Стрекочет и потрескивает плёнка,
пока смотреть не надоест.
Прохлада
Лето. Людей покинули силы.
Кружку губам донести – и ладно.
Где-то там, за горами синими
ходит вдали от людей прохлада.
Ходит вдали белоснежным телёнком.
И от нее получает лето
только с трудом узнаваемый голос
на пленке арычной ленты
* * *
Цветные рыбки по обоям
плывут судьбе наперерез.
Переселиться нам обоим
в их нежилой подводный лес.
Вот
я – ушел прозрачным боком
в нестройно мыслящий тростник.
Вот ты – большим янтарным оком
косящая на мой плавник.
В
ночь на микрон, на миллиметр
сближаемся. Текут века,
жильцы проходят незаметно,
и не кончается река.
Город
В
кабинке шаткой чужака
напрасно к небу поднимают –
необозримые века
лукавой сказкой подменяет
обманщик-город.
В свой черёд
и я бродил по тёплой пыли.
И разум спал. И ничего
глаза в пыли не находили.
Состарившись,
приду опять
в чинар высокое собранье
босыми пятками читать
развернутую книгу Брайля.
* * *
Легко оторвусь от постели
в преддверии долгого дня,
и купол хрустальный апреля
внезапно накроет меня.
Как
влажная роспись, подробны
сплетенья дорожек и троп,
и голубя голос утробный,
и дятла далекая дробь.
Но
– днем, словно веком, наполнен, –
запомнив его наизусть,
пройду лабиринтами комнат
и к тёплой постели вернусь,
где
формы моей не теряла
покинутая простыня,
где старость стеклянным футляром
от мира спасает меня.
-
А что Вас волнует сегодня больше всего?
-
Наверное, больше всего, это чувство ответственности за свою жизнь и того, что
происходит вокруг нас. И ещё любой литератор должен задумываться о смерти. Чем
дольше живёшь – тем больше задумываешься над этой границей между жизнью и
смертью. В моём возрасте я уже сформировался и не боюсь потерять своего «Я».

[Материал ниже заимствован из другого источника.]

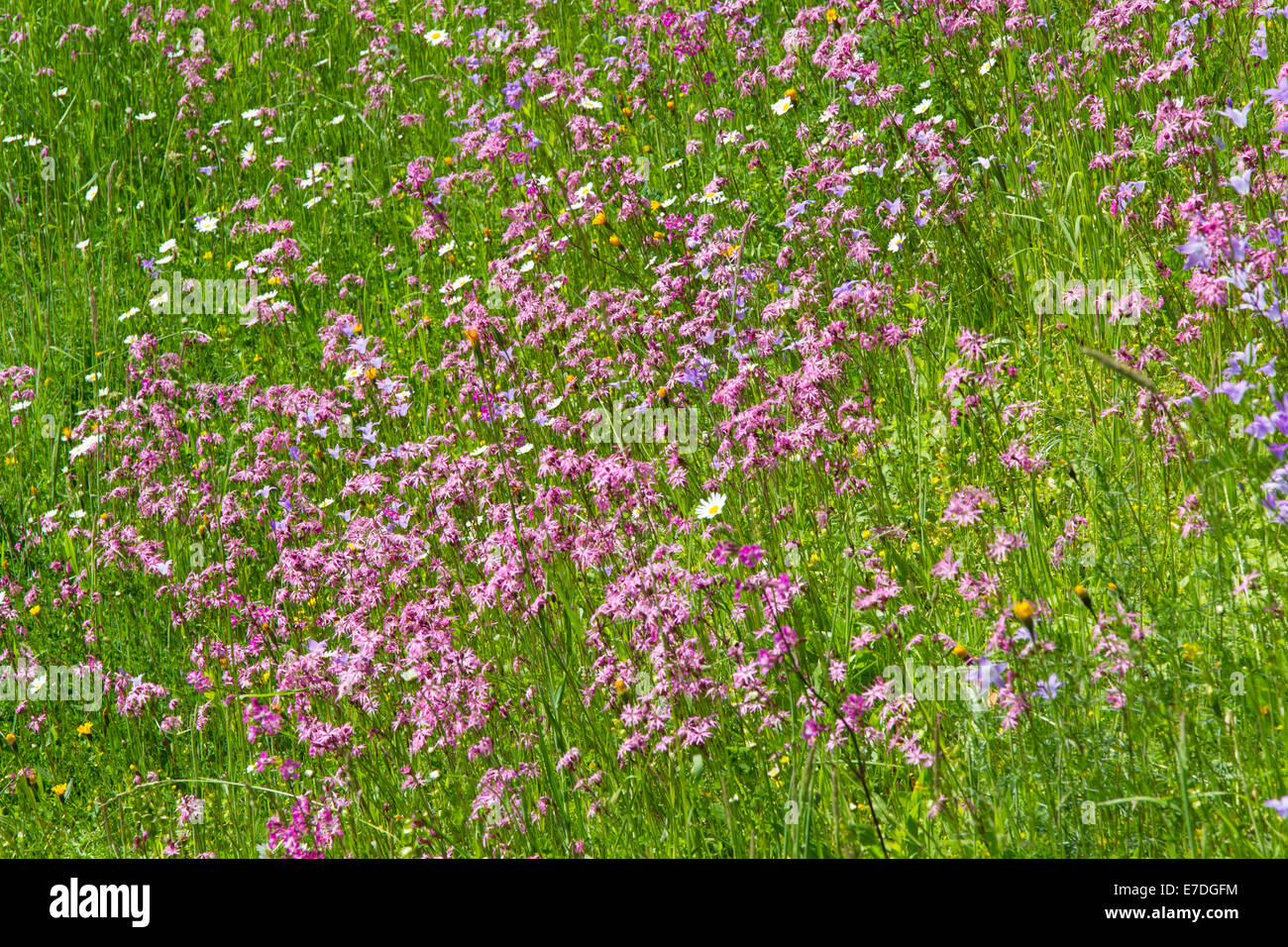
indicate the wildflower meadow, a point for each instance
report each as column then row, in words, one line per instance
column 643, row 429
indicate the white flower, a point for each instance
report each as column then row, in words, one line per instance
column 711, row 506
column 82, row 447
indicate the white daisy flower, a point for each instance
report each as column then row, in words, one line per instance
column 711, row 506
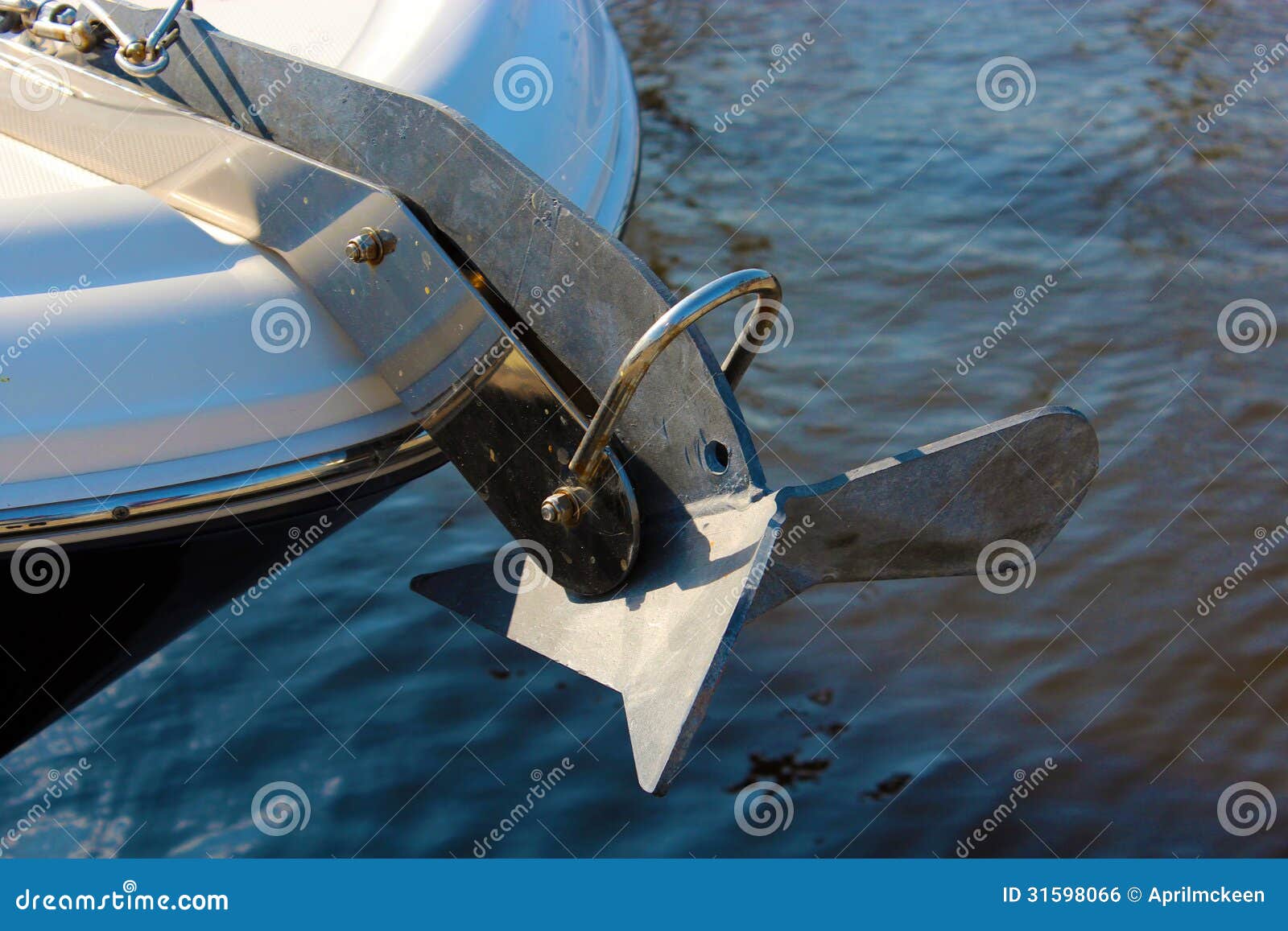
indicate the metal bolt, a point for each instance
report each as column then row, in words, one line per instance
column 83, row 35
column 371, row 245
column 562, row 508
column 137, row 51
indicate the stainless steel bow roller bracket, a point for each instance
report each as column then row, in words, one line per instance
column 567, row 504
column 55, row 19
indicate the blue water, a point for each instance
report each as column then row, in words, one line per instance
column 902, row 214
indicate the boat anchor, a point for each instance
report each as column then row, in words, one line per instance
column 985, row 501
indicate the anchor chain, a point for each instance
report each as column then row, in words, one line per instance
column 62, row 23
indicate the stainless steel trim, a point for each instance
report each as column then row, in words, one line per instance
column 192, row 501
column 586, row 461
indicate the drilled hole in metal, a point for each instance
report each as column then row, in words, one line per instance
column 716, row 456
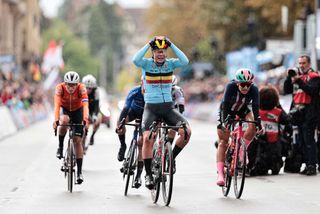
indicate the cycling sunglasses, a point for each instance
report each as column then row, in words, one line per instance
column 245, row 84
column 71, row 85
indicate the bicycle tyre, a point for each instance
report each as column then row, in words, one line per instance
column 70, row 165
column 228, row 177
column 167, row 174
column 240, row 169
column 129, row 166
column 156, row 173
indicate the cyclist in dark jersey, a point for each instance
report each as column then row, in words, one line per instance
column 94, row 111
column 238, row 95
column 157, row 76
column 132, row 110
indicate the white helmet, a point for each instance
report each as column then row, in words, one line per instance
column 89, row 81
column 174, row 80
column 71, row 77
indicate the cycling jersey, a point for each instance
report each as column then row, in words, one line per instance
column 234, row 101
column 94, row 100
column 158, row 79
column 71, row 102
column 178, row 98
column 134, row 103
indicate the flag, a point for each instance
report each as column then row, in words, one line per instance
column 52, row 57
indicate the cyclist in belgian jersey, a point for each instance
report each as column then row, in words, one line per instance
column 94, row 111
column 132, row 110
column 72, row 97
column 238, row 95
column 157, row 77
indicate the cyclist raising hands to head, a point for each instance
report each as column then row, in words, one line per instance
column 238, row 95
column 157, row 77
column 72, row 97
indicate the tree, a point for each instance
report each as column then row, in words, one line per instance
column 76, row 53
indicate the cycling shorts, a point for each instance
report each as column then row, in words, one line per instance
column 165, row 111
column 76, row 117
column 242, row 113
column 133, row 115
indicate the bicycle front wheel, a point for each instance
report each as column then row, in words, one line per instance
column 129, row 167
column 156, row 173
column 167, row 175
column 240, row 168
column 227, row 172
column 70, row 165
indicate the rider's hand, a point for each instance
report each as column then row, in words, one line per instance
column 152, row 41
column 167, row 40
column 55, row 124
column 94, row 118
column 86, row 124
column 228, row 121
column 260, row 129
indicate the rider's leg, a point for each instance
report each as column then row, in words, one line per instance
column 181, row 142
column 140, row 164
column 171, row 135
column 251, row 130
column 140, row 160
column 96, row 126
column 123, row 146
column 79, row 157
column 222, row 147
column 64, row 120
column 147, row 151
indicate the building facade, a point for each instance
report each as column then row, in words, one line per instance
column 20, row 30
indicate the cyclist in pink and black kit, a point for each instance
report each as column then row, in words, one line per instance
column 238, row 95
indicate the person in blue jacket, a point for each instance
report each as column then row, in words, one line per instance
column 132, row 110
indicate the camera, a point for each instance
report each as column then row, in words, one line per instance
column 293, row 72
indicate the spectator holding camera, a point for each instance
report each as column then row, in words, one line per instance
column 304, row 84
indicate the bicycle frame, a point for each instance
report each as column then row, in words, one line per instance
column 162, row 162
column 234, row 166
column 69, row 158
column 131, row 160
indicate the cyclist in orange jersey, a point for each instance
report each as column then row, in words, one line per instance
column 72, row 97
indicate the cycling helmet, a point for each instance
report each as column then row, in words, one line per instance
column 71, row 77
column 244, row 75
column 159, row 44
column 174, row 80
column 89, row 81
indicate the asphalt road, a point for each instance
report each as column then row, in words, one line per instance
column 30, row 180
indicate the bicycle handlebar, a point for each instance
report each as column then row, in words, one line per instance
column 154, row 127
column 68, row 125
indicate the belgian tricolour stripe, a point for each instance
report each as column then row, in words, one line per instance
column 158, row 78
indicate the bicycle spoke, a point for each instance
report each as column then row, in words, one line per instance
column 240, row 169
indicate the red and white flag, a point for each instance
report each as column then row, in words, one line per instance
column 52, row 57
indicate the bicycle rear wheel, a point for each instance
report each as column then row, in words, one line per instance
column 227, row 172
column 129, row 166
column 70, row 165
column 240, row 168
column 167, row 175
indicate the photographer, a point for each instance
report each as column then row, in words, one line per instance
column 304, row 84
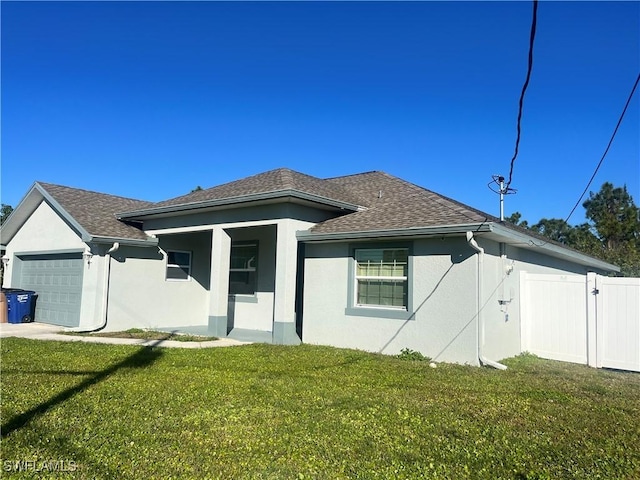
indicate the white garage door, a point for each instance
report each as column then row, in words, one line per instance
column 57, row 279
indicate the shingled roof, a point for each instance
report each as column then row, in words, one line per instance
column 95, row 212
column 392, row 203
column 273, row 181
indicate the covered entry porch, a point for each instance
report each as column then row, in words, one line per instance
column 247, row 273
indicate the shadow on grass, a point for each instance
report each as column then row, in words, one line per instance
column 142, row 358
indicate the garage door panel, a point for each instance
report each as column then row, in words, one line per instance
column 57, row 279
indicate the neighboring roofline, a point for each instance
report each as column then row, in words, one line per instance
column 492, row 230
column 84, row 235
column 241, row 199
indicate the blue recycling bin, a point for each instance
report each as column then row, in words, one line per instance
column 19, row 305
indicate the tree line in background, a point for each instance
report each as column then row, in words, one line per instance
column 612, row 232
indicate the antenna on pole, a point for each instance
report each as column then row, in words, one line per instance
column 502, row 191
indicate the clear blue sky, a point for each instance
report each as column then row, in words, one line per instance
column 151, row 99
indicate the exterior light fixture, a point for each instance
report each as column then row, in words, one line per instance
column 87, row 255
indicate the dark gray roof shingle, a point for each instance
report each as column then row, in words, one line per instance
column 279, row 180
column 95, row 212
column 392, row 203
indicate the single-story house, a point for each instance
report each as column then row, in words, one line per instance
column 366, row 261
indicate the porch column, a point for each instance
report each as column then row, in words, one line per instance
column 284, row 314
column 219, row 283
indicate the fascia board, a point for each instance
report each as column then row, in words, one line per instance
column 309, row 237
column 151, row 242
column 238, row 200
column 523, row 240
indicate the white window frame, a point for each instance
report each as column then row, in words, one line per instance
column 389, row 278
column 178, row 265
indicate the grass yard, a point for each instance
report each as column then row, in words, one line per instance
column 265, row 411
column 141, row 334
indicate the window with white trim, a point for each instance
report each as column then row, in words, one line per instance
column 178, row 265
column 243, row 271
column 381, row 277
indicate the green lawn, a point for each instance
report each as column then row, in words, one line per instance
column 264, row 411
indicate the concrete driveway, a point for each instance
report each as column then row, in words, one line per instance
column 27, row 330
column 44, row 331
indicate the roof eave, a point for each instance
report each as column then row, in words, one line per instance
column 239, row 200
column 522, row 240
column 493, row 230
column 133, row 242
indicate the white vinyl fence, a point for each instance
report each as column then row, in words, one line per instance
column 587, row 319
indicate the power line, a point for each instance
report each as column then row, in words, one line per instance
column 606, row 150
column 532, row 37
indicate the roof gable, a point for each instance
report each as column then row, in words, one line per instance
column 90, row 214
column 95, row 212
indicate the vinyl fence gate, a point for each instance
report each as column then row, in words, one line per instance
column 588, row 319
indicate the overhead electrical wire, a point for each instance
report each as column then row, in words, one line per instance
column 532, row 37
column 606, row 150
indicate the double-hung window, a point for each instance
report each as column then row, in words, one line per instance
column 178, row 265
column 243, row 271
column 381, row 277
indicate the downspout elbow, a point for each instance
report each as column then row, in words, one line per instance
column 480, row 316
column 105, row 301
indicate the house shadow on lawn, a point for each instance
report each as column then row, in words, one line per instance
column 142, row 358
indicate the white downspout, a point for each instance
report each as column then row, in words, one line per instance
column 105, row 296
column 480, row 316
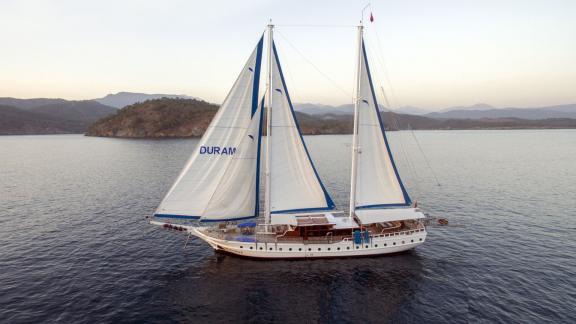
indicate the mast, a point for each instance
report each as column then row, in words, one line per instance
column 267, row 199
column 355, row 149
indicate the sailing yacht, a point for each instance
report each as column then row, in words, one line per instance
column 220, row 184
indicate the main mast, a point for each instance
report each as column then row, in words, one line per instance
column 268, row 126
column 355, row 149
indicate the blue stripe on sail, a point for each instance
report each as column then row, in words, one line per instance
column 382, row 206
column 404, row 192
column 225, row 219
column 256, row 82
column 329, row 202
column 302, row 210
column 176, row 216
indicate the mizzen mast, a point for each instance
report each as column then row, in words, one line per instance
column 269, row 86
column 355, row 148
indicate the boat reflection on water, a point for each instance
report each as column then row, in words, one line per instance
column 228, row 288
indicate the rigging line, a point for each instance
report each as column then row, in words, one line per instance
column 315, row 67
column 317, row 26
column 424, row 155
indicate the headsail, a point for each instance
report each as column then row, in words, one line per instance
column 294, row 182
column 220, row 181
column 378, row 183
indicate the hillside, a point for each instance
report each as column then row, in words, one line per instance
column 164, row 117
column 49, row 116
column 123, row 99
column 15, row 121
column 188, row 118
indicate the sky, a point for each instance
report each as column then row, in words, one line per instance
column 429, row 54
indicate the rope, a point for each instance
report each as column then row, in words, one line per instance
column 314, row 66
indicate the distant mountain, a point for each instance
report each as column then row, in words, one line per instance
column 318, row 109
column 123, row 99
column 478, row 106
column 29, row 103
column 17, row 121
column 564, row 111
column 163, row 117
column 187, row 118
column 411, row 110
column 49, row 116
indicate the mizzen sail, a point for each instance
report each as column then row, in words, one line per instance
column 378, row 183
column 294, row 182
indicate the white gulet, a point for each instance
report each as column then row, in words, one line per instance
column 221, row 181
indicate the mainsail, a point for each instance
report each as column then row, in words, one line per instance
column 220, row 181
column 294, row 182
column 377, row 181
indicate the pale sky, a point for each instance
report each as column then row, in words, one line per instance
column 436, row 53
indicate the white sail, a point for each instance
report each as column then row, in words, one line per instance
column 294, row 183
column 219, row 180
column 377, row 181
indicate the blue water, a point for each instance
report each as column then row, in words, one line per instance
column 75, row 247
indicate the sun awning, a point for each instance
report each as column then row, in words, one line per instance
column 370, row 216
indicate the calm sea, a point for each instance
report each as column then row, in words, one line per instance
column 75, row 248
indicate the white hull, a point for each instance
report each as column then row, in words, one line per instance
column 378, row 245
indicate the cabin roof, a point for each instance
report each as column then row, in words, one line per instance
column 371, row 216
column 314, row 219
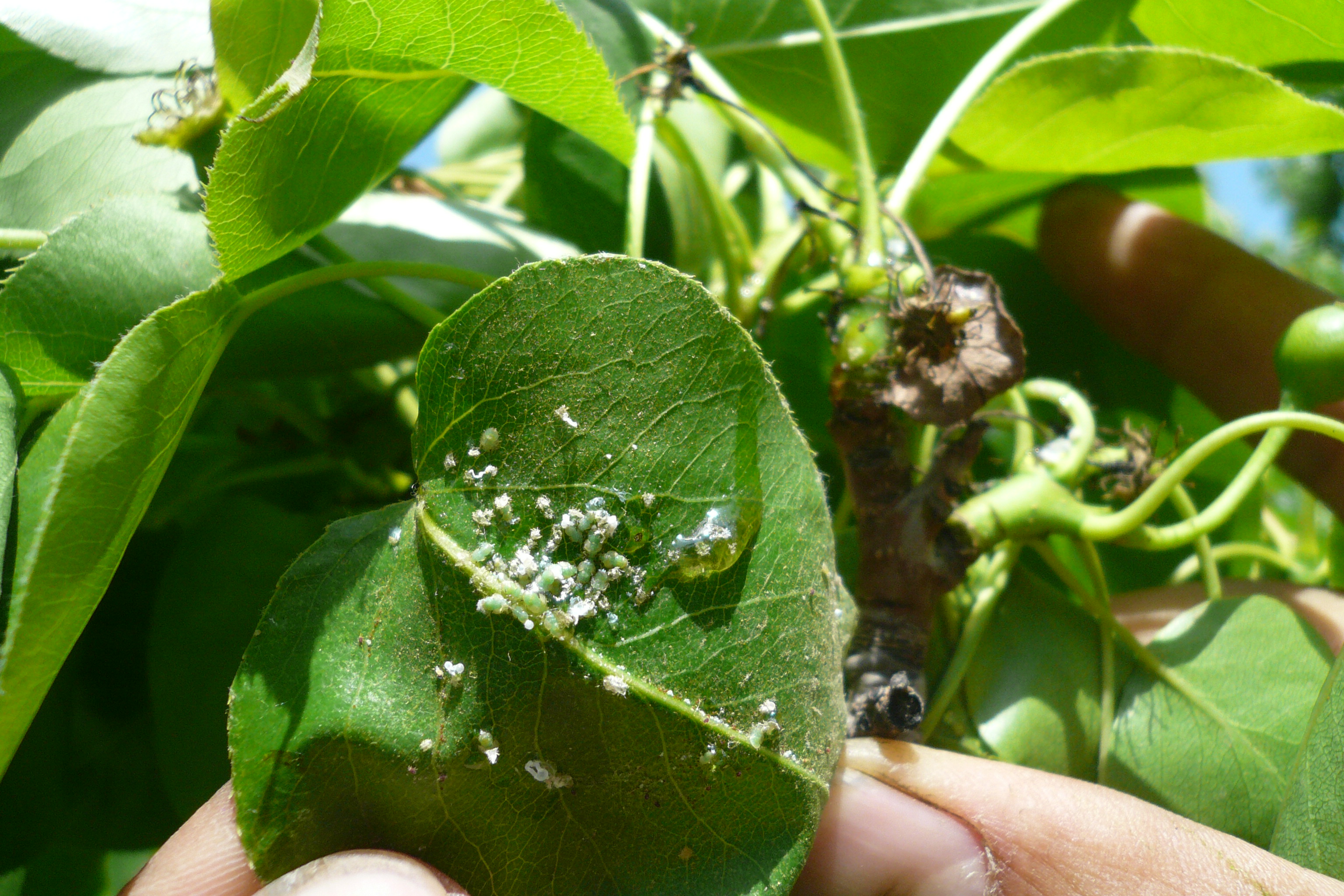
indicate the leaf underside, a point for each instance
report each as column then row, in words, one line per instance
column 636, row 746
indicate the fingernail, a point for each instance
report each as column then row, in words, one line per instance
column 359, row 874
column 877, row 841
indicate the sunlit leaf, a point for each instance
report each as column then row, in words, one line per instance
column 1311, row 828
column 368, row 87
column 1260, row 33
column 1111, row 111
column 1257, row 668
column 635, row 747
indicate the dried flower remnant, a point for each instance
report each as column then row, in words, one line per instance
column 956, row 348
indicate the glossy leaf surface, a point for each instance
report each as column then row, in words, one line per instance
column 1109, row 111
column 87, row 492
column 1258, row 668
column 369, row 87
column 654, row 407
column 1258, row 33
column 1311, row 828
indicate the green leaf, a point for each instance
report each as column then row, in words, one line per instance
column 1257, row 667
column 338, row 327
column 80, row 151
column 81, row 496
column 211, row 594
column 117, row 37
column 1258, row 33
column 655, row 402
column 1311, row 828
column 379, row 77
column 1109, row 111
column 11, row 410
column 96, row 279
column 905, row 60
column 256, row 41
column 1034, row 687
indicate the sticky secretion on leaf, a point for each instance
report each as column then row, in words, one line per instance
column 635, row 605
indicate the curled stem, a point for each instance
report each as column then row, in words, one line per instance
column 1106, row 696
column 1203, row 550
column 398, row 299
column 977, row 620
column 851, row 119
column 1082, row 432
column 1241, row 551
column 641, row 164
column 1023, row 436
column 970, row 88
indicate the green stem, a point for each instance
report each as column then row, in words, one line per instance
column 970, row 88
column 1023, row 434
column 1106, row 698
column 1125, row 523
column 726, row 229
column 11, row 238
column 847, row 102
column 1203, row 550
column 1082, row 430
column 754, row 136
column 358, row 270
column 1241, row 551
column 977, row 620
column 641, row 170
column 398, row 299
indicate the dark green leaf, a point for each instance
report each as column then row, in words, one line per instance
column 210, row 598
column 82, row 496
column 1032, row 690
column 1257, row 667
column 381, row 78
column 655, row 402
column 96, row 279
column 1311, row 828
column 1258, row 33
column 256, row 41
column 1111, row 111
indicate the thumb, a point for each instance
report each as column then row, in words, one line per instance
column 1011, row 831
column 365, row 872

Моя задача – довоплотить старые замыслы.
-
Кто Вам интересен из литераторов сегодня?
-
Я наблюдаю за творчеством старых друзей: как они эволюционируют. Мне интересен
московский поэт Дмитрий Тонконогов, с которым мне пришлось поработать в журнале
«Арион» до его закрытия, - представитель новой философской лирики, хотя и
эксцентричной. В Москве много интересных поэтов и мало читателей, по сравнению
с прошлыми годами. Наши читатели – это пишущие люди, в основном, они сами
поэты. Современный молодой москвич предпочтёт видео поэтической книге – это
люди с клиповым сознанием, их большинство. Я дорожу мнением нескольких людей, к
которым я прислушиваюсь.
-
Как Вы относитесь к литературной критике?
-
Нам необходима квалифицированная критика. В последние годы это, скорее всего, обзоры, а
не анализ произведения, это больше путеводитель
современной литературы. Хотелось бы более профессиональной глубокой
критики современного литературного процесса...
Так
за увлекательной беседой мы снова вернулись к станции метро «Пушкинская» и
попрощались до новых встреч в Ташкенте, куда Вадим Муратханов приезжает
навестить свою маму и старых друзей, с которыми он периодически выступает в Государственном литературном музее Сергея Есенина, Human house и других литературных площадках.
Пожелаем нашему земляку новых творческих открытий и достижений!